I have had multiple EGD's, manometry test, Barrium Swallows, Acid test, etc. Mayo repaired my hernia and diaphragm a few months back and we were hoping that would do the trick, but I continued to throw up. Mayo did the same test again and when I did the Barrium Swallows it shows the liquid spontaneously coming back up. The EGD shows the pocket that's formed in my sleeve. Basically, some food trickles down, but a lot of it backs up in the pocket and then it has no where to go, but to come back up. TMI, but I've actually had food coming back up through my nose and throat. I can't remember when I've eaten something and it not come right back up or several hours later.

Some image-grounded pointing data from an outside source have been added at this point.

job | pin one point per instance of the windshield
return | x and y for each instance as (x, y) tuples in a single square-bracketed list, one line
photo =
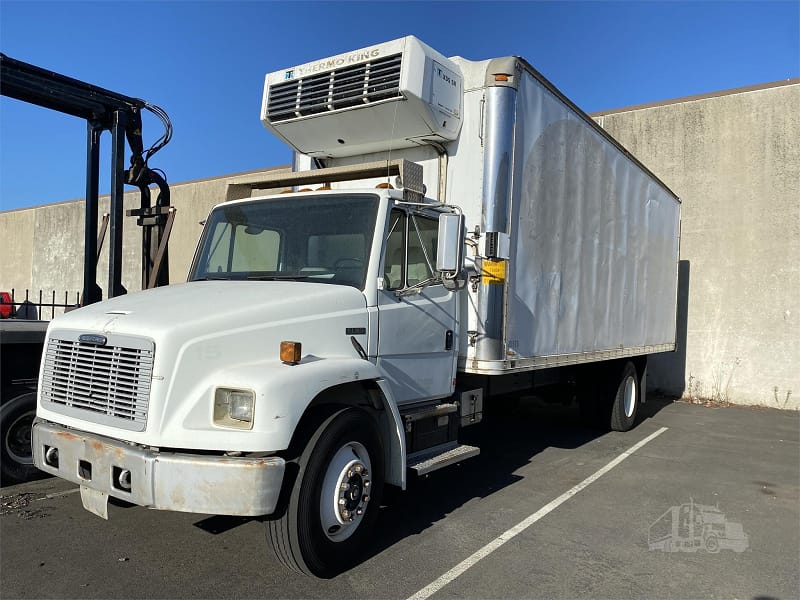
[(325, 239)]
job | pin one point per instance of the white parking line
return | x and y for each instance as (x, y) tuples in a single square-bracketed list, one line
[(465, 564), (57, 494)]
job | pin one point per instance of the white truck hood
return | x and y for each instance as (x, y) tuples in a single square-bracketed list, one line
[(207, 305)]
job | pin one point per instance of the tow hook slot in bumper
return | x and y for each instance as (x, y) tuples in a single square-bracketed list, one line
[(103, 467)]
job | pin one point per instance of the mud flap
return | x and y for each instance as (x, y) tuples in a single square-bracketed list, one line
[(95, 501)]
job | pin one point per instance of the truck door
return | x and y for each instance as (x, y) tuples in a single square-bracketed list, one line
[(417, 315)]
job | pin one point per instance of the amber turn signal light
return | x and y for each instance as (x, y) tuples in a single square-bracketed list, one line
[(290, 352)]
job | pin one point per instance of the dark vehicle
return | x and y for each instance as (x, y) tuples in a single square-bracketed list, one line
[(19, 363)]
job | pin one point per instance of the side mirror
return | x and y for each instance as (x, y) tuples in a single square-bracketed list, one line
[(450, 245)]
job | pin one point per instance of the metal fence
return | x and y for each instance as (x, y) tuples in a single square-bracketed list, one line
[(37, 308)]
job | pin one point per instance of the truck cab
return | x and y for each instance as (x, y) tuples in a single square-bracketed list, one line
[(303, 313)]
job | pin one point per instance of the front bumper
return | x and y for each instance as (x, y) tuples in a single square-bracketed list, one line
[(218, 485)]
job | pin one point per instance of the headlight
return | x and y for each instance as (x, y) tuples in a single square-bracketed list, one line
[(234, 408)]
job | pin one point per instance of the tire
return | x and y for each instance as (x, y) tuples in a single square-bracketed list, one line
[(16, 456), (625, 402), (324, 527)]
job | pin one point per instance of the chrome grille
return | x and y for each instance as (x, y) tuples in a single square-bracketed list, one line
[(348, 86), (106, 384)]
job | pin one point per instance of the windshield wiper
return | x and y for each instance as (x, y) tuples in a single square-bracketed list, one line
[(277, 277)]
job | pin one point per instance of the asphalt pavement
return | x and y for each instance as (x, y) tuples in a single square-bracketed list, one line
[(548, 510)]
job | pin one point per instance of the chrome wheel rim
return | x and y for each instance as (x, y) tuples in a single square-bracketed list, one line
[(345, 491)]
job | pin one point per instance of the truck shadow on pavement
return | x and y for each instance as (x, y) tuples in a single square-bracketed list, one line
[(511, 435), (508, 440)]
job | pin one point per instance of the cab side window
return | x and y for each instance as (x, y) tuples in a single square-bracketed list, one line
[(394, 261), (410, 250)]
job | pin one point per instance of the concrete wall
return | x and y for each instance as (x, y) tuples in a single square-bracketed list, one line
[(734, 160), (44, 244)]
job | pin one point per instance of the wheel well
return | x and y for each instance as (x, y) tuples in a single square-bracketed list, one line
[(367, 396), (360, 394)]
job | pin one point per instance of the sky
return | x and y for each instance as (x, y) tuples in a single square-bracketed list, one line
[(204, 62)]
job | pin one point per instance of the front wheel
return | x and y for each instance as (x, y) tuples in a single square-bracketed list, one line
[(335, 497)]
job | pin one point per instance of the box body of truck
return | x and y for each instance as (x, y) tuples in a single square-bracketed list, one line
[(452, 229), (579, 240)]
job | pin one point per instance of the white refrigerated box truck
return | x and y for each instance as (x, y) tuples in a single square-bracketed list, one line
[(452, 230)]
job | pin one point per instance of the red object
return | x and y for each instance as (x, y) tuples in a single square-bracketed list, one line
[(5, 305)]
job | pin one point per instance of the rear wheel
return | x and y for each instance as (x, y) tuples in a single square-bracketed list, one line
[(609, 395), (335, 497), (625, 402)]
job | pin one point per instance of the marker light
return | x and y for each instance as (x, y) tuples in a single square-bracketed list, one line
[(234, 408), (291, 352)]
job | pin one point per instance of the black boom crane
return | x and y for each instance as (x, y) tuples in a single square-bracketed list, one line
[(104, 110), (22, 341)]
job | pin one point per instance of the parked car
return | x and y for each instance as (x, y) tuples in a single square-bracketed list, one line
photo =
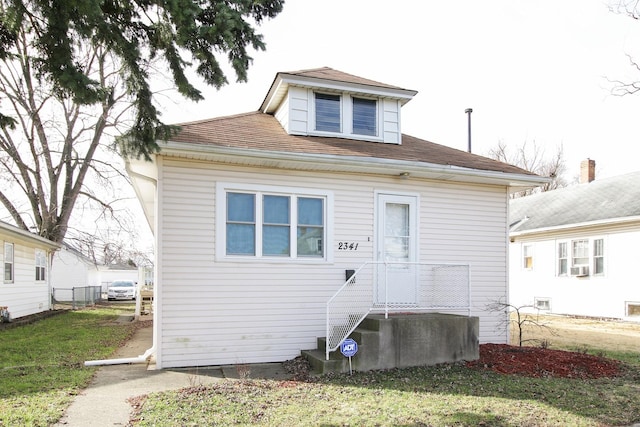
[(122, 290)]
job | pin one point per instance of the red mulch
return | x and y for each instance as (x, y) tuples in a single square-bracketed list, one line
[(542, 362)]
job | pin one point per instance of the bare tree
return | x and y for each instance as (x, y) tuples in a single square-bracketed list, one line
[(631, 9), (521, 319), (58, 154), (533, 158)]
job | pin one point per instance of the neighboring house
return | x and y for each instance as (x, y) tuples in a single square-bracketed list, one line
[(574, 250), (26, 260), (73, 269), (260, 218)]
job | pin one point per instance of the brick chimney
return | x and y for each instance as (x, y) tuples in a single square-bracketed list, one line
[(587, 171)]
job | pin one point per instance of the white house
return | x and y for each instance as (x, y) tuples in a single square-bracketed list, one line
[(70, 268), (260, 218), (574, 250), (26, 260)]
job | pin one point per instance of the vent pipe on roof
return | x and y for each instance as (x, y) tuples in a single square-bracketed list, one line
[(468, 111), (587, 171)]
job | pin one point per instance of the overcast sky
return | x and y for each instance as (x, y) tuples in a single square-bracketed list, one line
[(532, 70)]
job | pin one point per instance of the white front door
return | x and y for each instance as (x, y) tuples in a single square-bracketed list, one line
[(397, 248)]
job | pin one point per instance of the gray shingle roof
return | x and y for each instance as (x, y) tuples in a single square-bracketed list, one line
[(260, 131), (600, 200)]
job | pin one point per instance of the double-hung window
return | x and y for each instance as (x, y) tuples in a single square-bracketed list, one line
[(269, 223), (580, 253), (328, 114), (586, 256), (527, 257), (41, 265), (563, 261), (8, 262), (364, 116), (598, 256)]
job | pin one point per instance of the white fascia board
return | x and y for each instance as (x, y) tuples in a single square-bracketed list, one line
[(326, 162), (144, 179), (19, 233), (283, 81), (567, 227)]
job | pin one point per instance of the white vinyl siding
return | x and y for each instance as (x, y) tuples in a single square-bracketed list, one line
[(24, 295), (224, 312), (596, 295)]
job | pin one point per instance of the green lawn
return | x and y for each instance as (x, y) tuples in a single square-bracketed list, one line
[(42, 364), (42, 368), (448, 395)]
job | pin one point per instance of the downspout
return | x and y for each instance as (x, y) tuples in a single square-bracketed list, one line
[(147, 354), (123, 361)]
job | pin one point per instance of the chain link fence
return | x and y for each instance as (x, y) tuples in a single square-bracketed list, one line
[(76, 297)]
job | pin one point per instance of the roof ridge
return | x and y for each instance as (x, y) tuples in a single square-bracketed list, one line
[(218, 118)]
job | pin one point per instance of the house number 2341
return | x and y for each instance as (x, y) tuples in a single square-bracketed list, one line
[(347, 246)]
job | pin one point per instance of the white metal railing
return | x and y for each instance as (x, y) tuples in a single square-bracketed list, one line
[(386, 285)]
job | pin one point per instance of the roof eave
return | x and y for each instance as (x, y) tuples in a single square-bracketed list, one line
[(19, 233), (282, 82), (566, 227), (350, 164)]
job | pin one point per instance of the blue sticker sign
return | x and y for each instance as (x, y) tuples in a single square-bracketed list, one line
[(349, 347)]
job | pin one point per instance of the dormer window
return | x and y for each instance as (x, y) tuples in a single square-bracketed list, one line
[(364, 116), (328, 112), (329, 103), (346, 114)]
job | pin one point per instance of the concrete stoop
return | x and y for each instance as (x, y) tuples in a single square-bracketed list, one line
[(402, 341)]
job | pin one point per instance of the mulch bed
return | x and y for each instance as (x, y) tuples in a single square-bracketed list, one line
[(543, 362)]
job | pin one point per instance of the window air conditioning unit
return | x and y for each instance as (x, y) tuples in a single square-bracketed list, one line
[(580, 271)]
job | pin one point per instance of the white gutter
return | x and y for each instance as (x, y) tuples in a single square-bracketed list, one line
[(374, 165), (595, 223), (123, 361)]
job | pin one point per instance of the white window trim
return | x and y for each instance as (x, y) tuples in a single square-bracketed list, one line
[(547, 300), (222, 188), (530, 246), (567, 258), (346, 116), (13, 262), (591, 255)]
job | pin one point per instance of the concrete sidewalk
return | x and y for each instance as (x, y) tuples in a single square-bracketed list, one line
[(105, 401)]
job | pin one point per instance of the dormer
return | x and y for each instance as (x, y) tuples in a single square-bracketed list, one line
[(330, 103)]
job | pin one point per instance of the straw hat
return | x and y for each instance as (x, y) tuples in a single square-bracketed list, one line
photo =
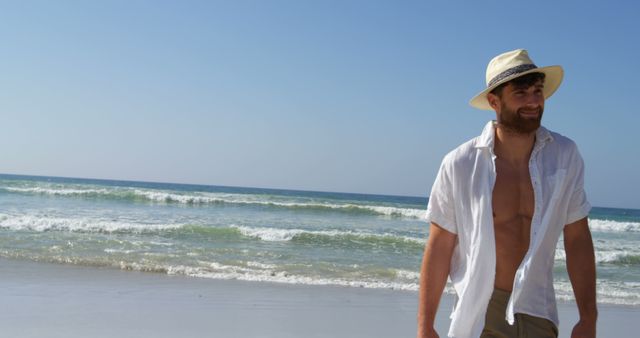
[(510, 65)]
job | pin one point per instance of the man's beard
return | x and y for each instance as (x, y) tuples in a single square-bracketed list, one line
[(513, 121)]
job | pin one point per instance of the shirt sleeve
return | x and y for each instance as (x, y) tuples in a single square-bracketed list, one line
[(579, 207), (441, 208)]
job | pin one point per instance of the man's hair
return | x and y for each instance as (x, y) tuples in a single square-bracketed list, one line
[(524, 80)]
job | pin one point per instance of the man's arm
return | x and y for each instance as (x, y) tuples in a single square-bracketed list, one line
[(433, 277), (582, 273)]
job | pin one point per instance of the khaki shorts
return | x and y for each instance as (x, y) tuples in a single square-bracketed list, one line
[(496, 326)]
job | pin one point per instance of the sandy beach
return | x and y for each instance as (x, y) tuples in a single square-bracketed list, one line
[(48, 300)]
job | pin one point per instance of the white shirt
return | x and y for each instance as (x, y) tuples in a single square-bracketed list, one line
[(460, 203)]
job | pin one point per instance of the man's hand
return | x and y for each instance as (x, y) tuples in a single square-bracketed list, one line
[(584, 329), (433, 277), (582, 272)]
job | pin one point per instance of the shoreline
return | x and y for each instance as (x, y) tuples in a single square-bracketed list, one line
[(51, 300)]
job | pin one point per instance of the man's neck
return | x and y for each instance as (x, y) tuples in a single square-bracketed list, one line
[(514, 147)]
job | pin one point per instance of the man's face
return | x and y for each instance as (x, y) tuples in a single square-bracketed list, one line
[(519, 108)]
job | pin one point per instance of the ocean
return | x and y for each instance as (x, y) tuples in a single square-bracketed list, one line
[(264, 235)]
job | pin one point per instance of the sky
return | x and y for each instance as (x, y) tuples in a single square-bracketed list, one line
[(343, 96)]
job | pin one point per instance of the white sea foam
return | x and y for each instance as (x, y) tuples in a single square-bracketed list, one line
[(164, 196), (57, 191), (604, 255), (283, 235), (48, 223), (228, 272)]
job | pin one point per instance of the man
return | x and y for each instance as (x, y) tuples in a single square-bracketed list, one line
[(496, 211)]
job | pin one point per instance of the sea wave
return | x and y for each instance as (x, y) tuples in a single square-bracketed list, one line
[(620, 256), (45, 223), (613, 226), (232, 232), (249, 271), (206, 198), (330, 236)]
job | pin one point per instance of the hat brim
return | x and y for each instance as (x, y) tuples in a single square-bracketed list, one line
[(553, 78)]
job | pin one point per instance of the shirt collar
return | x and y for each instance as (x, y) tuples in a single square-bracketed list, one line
[(487, 138)]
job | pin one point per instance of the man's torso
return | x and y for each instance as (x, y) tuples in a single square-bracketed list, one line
[(513, 205)]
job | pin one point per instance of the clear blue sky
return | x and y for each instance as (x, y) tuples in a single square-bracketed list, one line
[(351, 96)]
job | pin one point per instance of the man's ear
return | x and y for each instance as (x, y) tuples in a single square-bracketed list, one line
[(494, 101)]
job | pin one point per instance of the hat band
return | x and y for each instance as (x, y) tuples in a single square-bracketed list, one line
[(511, 71)]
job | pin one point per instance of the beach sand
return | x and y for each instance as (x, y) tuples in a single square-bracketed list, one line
[(48, 300)]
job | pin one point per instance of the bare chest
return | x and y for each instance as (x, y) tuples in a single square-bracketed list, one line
[(513, 198)]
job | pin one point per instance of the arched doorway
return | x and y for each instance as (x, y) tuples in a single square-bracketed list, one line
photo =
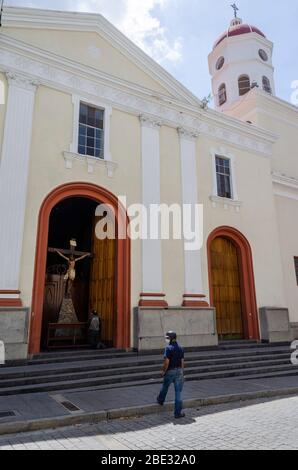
[(232, 287), (61, 197)]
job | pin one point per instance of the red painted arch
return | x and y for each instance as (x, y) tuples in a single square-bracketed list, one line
[(103, 196), (250, 311)]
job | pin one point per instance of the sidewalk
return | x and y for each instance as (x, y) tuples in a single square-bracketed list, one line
[(45, 410)]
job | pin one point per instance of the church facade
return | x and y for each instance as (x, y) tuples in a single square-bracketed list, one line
[(89, 121)]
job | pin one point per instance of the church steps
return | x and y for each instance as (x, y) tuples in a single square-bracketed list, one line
[(191, 367), (149, 365), (75, 357), (74, 381)]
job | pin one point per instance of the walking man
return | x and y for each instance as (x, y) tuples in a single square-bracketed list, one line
[(173, 373)]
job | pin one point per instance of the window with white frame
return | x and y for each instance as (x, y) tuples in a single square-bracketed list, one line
[(91, 131), (224, 177)]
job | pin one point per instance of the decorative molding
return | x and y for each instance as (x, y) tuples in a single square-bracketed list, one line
[(89, 22), (153, 300), (188, 134), (225, 202), (90, 162), (285, 186), (22, 81), (66, 75), (150, 121)]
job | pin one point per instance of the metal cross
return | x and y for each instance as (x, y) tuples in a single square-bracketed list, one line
[(235, 8)]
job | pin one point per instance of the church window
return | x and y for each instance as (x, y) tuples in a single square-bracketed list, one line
[(220, 63), (222, 94), (267, 85), (223, 176), (296, 267), (263, 55), (244, 85), (91, 131)]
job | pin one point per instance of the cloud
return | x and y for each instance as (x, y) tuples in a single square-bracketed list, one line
[(137, 19)]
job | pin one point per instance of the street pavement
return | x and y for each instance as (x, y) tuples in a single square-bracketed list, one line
[(259, 424)]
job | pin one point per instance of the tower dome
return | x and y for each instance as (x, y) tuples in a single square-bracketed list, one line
[(241, 59), (237, 28)]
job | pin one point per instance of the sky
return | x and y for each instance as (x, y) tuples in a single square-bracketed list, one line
[(179, 34)]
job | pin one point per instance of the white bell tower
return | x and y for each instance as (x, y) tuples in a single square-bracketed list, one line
[(241, 59)]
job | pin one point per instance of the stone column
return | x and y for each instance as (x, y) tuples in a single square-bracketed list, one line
[(152, 285), (14, 168), (193, 291)]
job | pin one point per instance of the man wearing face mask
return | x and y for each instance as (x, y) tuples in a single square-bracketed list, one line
[(173, 372)]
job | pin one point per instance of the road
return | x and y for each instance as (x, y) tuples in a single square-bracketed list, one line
[(247, 425)]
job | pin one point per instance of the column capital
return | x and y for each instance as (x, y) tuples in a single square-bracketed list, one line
[(22, 81), (187, 133), (150, 121)]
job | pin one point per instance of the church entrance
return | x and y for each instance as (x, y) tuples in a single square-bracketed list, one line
[(232, 288), (71, 301), (76, 272), (227, 296)]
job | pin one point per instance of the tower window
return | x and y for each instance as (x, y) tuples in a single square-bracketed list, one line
[(267, 85), (220, 63), (222, 94), (263, 55), (244, 85), (223, 176)]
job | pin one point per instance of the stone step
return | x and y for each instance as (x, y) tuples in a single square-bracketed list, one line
[(107, 368), (63, 382), (210, 353), (146, 371)]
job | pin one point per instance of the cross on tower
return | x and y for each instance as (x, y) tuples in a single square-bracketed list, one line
[(235, 8)]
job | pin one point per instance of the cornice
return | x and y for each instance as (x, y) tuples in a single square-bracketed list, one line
[(63, 74), (74, 21), (22, 81), (283, 180)]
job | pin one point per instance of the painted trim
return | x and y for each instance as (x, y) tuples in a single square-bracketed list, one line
[(153, 300), (250, 310), (194, 301), (123, 284)]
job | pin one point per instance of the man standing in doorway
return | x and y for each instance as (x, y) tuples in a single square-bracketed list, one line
[(173, 373)]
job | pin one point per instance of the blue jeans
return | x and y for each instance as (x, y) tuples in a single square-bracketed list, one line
[(174, 376)]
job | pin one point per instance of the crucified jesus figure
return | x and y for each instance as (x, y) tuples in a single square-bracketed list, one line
[(72, 260)]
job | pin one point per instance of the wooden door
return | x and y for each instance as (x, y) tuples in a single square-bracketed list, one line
[(102, 286), (226, 288)]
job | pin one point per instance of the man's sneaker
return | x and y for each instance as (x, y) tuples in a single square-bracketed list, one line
[(182, 415)]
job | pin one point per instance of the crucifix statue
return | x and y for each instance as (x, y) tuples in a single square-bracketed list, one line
[(67, 312), (72, 260), (235, 8)]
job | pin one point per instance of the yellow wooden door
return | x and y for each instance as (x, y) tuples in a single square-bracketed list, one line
[(102, 286), (226, 289)]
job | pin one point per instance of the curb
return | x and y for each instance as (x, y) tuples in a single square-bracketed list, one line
[(133, 412)]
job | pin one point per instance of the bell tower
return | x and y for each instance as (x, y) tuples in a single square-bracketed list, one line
[(241, 59)]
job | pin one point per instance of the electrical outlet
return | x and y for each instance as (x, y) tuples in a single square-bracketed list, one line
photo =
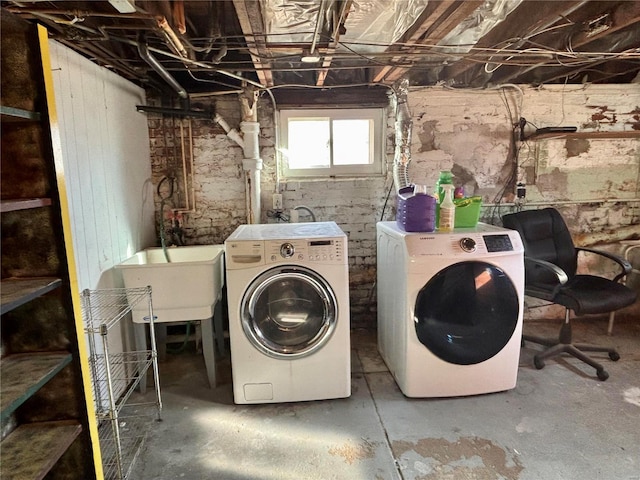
[(277, 201)]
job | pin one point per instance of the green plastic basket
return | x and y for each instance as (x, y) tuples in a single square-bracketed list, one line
[(467, 212)]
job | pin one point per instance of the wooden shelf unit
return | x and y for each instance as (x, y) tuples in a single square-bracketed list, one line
[(43, 406)]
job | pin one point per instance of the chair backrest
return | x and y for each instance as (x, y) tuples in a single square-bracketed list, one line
[(545, 236)]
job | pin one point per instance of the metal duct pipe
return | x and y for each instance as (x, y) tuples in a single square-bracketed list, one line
[(403, 128), (143, 50)]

We have spent thousands of dollars out of our pocket to pay for the trips to the different hospitals and for test that weren't covered by my insurance. The airline tickets and motels are several thousand dollars each time we go to the Mayo Clinic. I'm 63, but will be eligible for Medicare on 12/1/19. My current insurance will not cover the revision because I was self pay 12 years ago. I didn't have their insurance at that time, but they said that doesn't matter. They even said that if I was eligible for the revision I would still have to follow the 7 month protocol for the WLS. I can't afford to lose anymore weight and my doctor nor I can not understand why they would even say that. I could probably fight them in court, but to be honest with you I feel like I'm running out of time. My state does not offer Medicare supplements for people under 65. Therefore, I will be paying my Medicare deductibles and the 20% out of my pocket.

So, I have nerves about all of our retirement going out the window and then I'm scared to death to have the surgery, but scared not to have it.

I'm sure I've repeated a lot of what I've already written. I hope all goes well with you and you can resolve your problem without surgery. I wish I could.